Abstract

Objective: Hospital-based cardiovascular disease registries provide important clinical data on treatments and outcomes. However, the voluntary paid-membership nature of these registries makes them vulnerable to selection bias. In this study, recent ST-elevation myocardial infarction (STEMI) patient treatment rates were compared between registry and non-registry hospitals. Methods: The published list of Florida hospitals in the Acute Coronary Treatment and Intervention Outcomes Network (ACTION) Registry during 2013-2014 was obtained from the ACTION website. All-payer hospital discharge data with 100% coverage were analyzed. STEMI patient characteristics, treatment, and outcomes were compared for registry vs. non-registry hospitals for one year, using detailed ICD-9-CM diagnosis and procedure codes.
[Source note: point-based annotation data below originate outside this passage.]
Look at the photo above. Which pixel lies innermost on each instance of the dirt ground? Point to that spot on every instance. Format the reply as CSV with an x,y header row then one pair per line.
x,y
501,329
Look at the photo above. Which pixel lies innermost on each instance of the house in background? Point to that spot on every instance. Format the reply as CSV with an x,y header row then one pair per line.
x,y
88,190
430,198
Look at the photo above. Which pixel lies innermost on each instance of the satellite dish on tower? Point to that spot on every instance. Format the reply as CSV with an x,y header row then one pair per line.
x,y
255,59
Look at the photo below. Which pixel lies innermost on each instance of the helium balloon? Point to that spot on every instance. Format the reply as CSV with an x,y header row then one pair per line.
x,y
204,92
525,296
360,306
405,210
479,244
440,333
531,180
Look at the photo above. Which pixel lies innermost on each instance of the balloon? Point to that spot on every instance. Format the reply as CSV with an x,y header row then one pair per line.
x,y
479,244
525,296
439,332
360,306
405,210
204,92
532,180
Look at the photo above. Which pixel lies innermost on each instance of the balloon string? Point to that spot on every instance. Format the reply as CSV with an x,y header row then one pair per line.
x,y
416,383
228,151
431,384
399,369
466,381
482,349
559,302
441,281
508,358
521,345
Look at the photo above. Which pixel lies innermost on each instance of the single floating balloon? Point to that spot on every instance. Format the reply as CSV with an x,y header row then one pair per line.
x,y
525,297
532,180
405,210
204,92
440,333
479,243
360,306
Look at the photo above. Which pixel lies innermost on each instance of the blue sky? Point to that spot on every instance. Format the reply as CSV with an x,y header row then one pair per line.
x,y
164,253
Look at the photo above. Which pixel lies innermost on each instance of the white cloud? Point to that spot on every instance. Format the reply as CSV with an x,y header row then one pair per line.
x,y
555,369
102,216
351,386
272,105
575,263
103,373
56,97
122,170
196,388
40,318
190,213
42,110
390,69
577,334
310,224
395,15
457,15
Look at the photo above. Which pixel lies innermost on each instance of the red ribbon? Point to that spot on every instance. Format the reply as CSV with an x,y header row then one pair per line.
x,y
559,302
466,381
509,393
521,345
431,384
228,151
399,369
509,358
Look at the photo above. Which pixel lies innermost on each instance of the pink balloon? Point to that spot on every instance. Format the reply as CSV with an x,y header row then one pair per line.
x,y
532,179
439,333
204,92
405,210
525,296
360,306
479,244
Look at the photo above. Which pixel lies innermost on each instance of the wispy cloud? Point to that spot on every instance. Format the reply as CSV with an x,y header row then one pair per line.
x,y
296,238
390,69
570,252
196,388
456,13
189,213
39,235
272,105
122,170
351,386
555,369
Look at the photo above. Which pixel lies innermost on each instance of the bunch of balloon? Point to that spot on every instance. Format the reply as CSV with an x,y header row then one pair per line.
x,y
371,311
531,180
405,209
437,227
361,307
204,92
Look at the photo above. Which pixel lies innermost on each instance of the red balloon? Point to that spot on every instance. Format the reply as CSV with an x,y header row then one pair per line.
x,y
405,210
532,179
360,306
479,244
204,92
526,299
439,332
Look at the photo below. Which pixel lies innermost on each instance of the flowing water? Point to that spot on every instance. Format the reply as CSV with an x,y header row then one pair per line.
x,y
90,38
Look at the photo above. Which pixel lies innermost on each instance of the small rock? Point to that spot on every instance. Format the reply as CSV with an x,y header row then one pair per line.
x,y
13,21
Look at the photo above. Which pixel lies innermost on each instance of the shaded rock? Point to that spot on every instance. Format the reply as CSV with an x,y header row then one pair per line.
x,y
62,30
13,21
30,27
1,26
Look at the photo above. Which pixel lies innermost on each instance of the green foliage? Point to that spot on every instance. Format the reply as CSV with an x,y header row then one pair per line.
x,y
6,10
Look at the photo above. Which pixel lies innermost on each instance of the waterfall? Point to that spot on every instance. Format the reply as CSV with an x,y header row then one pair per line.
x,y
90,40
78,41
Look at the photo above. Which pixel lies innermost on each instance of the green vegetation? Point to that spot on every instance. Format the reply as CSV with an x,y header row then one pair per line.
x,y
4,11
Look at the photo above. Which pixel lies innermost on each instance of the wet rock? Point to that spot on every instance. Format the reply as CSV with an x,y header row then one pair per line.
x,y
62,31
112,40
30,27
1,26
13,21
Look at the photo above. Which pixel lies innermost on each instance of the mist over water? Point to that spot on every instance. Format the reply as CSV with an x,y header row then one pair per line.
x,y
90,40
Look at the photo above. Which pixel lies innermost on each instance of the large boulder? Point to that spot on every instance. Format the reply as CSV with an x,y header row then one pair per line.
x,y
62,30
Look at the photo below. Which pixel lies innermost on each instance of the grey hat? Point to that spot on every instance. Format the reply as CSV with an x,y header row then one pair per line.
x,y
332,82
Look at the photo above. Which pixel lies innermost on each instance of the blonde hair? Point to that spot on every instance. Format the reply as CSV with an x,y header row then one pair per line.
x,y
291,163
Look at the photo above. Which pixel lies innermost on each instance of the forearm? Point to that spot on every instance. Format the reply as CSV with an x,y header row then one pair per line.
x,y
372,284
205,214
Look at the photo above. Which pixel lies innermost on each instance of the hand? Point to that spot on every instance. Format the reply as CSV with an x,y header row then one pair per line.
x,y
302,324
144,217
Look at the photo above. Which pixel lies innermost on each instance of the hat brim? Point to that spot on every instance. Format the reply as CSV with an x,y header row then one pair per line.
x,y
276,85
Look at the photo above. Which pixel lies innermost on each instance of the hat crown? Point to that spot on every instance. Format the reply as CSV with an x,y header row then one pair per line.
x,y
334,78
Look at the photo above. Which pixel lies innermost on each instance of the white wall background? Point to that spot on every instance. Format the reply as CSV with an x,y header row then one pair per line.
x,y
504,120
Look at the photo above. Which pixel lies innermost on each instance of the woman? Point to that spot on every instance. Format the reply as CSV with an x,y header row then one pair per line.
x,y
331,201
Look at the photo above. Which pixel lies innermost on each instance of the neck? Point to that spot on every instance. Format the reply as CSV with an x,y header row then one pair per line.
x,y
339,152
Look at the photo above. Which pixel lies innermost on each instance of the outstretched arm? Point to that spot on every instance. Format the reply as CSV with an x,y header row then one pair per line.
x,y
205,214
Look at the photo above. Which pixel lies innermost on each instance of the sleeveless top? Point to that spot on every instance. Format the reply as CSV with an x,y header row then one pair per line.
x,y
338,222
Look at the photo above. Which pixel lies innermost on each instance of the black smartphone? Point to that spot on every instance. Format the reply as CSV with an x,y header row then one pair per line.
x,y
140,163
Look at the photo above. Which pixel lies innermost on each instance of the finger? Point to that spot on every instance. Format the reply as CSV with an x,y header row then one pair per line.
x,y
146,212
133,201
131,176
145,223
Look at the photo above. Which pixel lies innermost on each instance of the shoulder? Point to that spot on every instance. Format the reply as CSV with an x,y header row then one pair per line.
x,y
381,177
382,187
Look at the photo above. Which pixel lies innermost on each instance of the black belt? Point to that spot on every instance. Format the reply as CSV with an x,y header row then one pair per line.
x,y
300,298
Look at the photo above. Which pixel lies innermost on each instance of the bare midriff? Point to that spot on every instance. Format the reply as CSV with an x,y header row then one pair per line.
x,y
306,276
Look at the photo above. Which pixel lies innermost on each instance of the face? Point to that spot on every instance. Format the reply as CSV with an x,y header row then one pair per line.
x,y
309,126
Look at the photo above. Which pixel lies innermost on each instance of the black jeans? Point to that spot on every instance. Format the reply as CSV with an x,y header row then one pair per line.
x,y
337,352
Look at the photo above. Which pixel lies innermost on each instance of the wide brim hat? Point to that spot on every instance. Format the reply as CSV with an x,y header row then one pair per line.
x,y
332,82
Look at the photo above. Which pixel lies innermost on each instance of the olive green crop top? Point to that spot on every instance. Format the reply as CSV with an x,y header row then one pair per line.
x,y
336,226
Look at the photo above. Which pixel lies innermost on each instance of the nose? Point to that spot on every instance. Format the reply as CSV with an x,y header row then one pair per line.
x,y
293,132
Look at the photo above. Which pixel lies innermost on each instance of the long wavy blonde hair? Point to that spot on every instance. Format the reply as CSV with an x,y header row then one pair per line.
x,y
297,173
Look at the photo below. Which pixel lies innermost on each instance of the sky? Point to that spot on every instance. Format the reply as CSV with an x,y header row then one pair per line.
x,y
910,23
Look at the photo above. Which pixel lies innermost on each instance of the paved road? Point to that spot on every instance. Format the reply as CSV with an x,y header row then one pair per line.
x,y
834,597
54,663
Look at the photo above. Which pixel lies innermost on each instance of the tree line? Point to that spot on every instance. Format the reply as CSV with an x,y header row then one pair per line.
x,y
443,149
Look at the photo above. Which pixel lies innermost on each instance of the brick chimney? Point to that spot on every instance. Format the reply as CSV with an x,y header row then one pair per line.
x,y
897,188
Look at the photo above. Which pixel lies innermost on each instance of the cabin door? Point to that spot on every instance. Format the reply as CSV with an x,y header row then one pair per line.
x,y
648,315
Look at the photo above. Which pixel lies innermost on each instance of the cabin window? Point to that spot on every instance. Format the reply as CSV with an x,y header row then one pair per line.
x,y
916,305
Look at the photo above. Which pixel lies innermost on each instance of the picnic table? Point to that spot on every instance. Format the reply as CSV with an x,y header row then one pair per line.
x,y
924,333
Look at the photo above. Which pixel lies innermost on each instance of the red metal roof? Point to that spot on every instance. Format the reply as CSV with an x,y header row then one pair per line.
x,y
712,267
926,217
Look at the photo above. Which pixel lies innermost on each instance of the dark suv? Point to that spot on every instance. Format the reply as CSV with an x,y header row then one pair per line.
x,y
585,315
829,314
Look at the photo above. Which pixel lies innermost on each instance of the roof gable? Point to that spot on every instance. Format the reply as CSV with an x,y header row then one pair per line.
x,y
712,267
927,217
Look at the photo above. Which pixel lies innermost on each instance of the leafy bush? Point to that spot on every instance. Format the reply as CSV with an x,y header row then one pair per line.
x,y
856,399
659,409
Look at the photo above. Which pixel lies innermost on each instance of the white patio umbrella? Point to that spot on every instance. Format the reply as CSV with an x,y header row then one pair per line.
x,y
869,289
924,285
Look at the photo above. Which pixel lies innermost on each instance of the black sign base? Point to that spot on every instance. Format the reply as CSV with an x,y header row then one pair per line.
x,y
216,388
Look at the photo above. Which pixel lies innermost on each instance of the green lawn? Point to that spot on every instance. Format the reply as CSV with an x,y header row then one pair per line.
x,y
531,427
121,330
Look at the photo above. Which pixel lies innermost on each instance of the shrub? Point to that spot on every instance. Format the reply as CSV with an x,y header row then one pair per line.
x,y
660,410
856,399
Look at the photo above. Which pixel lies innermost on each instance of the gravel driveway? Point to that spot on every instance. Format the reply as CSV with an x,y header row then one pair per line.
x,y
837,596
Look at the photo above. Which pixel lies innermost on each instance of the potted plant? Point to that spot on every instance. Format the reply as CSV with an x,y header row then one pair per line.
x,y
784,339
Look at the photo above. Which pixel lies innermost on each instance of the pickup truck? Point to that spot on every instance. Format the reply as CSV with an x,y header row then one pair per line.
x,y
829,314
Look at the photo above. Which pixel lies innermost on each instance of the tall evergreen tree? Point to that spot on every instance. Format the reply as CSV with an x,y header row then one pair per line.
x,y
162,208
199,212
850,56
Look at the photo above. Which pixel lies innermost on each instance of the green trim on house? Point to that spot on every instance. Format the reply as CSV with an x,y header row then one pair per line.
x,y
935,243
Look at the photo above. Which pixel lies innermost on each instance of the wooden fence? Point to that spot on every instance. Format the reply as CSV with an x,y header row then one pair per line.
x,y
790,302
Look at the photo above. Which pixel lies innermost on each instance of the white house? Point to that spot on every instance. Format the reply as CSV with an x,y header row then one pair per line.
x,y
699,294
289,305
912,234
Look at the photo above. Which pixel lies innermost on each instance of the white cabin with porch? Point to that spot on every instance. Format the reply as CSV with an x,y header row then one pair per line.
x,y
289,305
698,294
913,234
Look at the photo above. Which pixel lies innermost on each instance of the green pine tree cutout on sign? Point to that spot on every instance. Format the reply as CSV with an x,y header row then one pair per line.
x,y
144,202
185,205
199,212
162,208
Treatments identified were primary percutaneous coronary intervention (PCI), coronary artery bypass graft surgery (CABG), and infusion/injection of fibrinolytic drugs (LYTICS). Results: A minority of acute-care hospitals participated in the ACTION registry in Florida during 2013-2014, admitting 1/3 of STEMI patients. Statewide, there were 10,592 STEMI patients hospitalized. In the ACTION hospitals, treatment rates were: same-day PCI = 70.5%, CABG = 8.7%, PCI on a later day = 6.2%, PCI with timing unknown = 2.5%, LYTICS alone = 0.1%. Patients who received no treatment comprised 12.1% of patients in registry hospitals vs. 15.6% in non-registry hospitals. Registry no treatment rates were lower for all race-gender groups, with the greatest difference in Black women (15.7% vs. 21.8% no treatment). Treatment rates varied by age (see Figure). After Medicare eligibility age (65+), treatment differences narrowed. Unadjusted in-hospital mortality rates were greater in non-registry hospitals for patients who received same-day PCI (5.3% vs. 4.1%) and PCI later (5.5% vs. 2.5%), but were lower for CABG patients (5.3% vs. 8.0%). Conclusions: Patients treated at non-ACTION hospitals were somewhat less likely to receive any revascularization therapy, and had higher overall unadjusted rates of mortality. Registry participating institutions may be a selected “best practices” group of hospitals, from which national generalizations should be derived with caution.